Auf dem Titel des vergilbten Taschenbuchs aus den siebziger Jahren ist zu lesen: »BRANDNEU, KNALLHART, SEXY«. Die Abbildung auf der vorderen Umschlagseite zeigt ein sparsam bekleidetes Pin-up-Girl mit hochhackigen Schuhen und einen Kerl mit einer Knarre.

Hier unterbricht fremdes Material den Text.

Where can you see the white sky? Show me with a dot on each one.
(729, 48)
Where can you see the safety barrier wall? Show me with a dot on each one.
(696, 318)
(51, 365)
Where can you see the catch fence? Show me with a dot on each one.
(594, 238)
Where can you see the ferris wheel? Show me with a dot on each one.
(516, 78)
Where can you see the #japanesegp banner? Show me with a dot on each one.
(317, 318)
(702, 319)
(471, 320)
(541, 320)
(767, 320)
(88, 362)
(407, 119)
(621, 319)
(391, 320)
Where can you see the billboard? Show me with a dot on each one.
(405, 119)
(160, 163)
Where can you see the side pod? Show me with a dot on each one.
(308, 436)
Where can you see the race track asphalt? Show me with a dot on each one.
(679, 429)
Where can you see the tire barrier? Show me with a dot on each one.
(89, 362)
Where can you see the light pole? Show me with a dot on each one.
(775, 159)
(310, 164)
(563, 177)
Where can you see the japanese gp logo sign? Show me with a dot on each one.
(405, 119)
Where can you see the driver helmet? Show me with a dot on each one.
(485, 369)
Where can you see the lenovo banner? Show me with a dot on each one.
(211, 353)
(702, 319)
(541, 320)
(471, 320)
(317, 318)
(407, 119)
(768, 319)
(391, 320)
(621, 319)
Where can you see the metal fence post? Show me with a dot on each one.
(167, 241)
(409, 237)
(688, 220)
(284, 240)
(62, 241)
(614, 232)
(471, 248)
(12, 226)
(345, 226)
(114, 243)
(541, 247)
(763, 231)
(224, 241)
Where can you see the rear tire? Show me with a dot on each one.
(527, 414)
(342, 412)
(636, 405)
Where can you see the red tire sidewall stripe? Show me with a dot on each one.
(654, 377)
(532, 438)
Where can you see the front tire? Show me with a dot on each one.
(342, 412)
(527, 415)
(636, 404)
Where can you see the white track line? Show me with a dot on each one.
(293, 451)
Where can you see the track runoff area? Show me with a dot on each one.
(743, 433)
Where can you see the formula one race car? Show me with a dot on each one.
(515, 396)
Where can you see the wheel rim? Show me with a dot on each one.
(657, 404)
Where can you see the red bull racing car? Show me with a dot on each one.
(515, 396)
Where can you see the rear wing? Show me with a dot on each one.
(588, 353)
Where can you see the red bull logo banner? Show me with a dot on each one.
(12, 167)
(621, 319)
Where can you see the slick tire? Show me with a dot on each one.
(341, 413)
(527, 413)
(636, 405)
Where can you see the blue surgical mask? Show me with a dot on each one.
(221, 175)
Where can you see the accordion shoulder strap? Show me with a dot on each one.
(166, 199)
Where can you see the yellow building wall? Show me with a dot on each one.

Man schlägt die erste Seite auf und liest: »Sie hatten ihn mitten in einer Blutlache in seinem Schlafzimmer für tot liegen gelassen, mit aufgeschlitztem Bauch und dem Messer in der Brust.«

Hierbei handelt es sich zweifelsohne um einen äußerst gelungenen Romananfang. Das Wesentliche wird vom Ich-Erzähler in knappen, unprätentiösen Worten geschildert. Eine an Deutlichkeit wenig zu wünschen übrig lassende Szene. So könnte ein Film von Martin Scorsese oder Quentin Tarantino beginnen. Der Hausmeister des Gebäudes, in dem die wie oben beschrieben zugerichtete Leiche gefunden wird, kommt dem Phänotyp des ideellen Gesamthausmeis­ters auch erstaunlich nahe, er ist der dicke »Mensch mit dem Vollmondgesicht und der Bierfahne«, in dessen Wohnung der Held des Romans, ein raubeiniges, chauvinistisches Arschloch mit dem sprechenden Namen Mike Hammer, das Telefon sucht, um den Leichenfund der Polizei zu melden: »Das Zimmer war ein Eigenbau-Müllplatz, aber hinter einem Stapel leerer Bierkartons entdeckte ich das Telefon.« So geht das weiter, in einer Art deutlich angeschmutz­tem Realismus, der für den Leser stets lehrreiche Kommentare wie diesen bereithält: »Wirklich eine feine Stadt. Wenn die verpestete Luft dich nicht erledigt, dann der Verkehr. Und wenn du beides überlebst, dann schaffen dich wahrscheinlich die Straßen­räuber.«

Frank Michael Morrison »Mickey« Spillane, ge­boren 1918 in Brooklyn, der Erfinder des Detektivs »Mike Hammer« und Autor vieler Hardboiled-Krimis, war, was die Raffinesse seines Schreibens angeht, nicht gerade der feinsinnigste und sensibelste seiner Zunft. Er machte nie einen Hehl daraus, dass er seine schlichten Kriminalromane nach einem simplen Schwarz-Weiß-Muster, nach dem die gute rohe Gewalt über die böse rohe Gewalt triumphiert, jeweils in weniger als drei Wochen verfertigte, zu dem ausschließlichen Zweck, Geld damit zu verdienen. Dafür jedoch war er einer der produktivsten und erfolg­reichsten Romanschriftsteller des 20. Jahrhunderts. Mit mehr als 200 Millionen Büchern verkaufte er mehr als jeder andere lebende Autor. Darüber hinaus entstanden mehrere Filme und Fernsehserien um die Figur Mike Hammer in den vergangenen Jahr­zehnten.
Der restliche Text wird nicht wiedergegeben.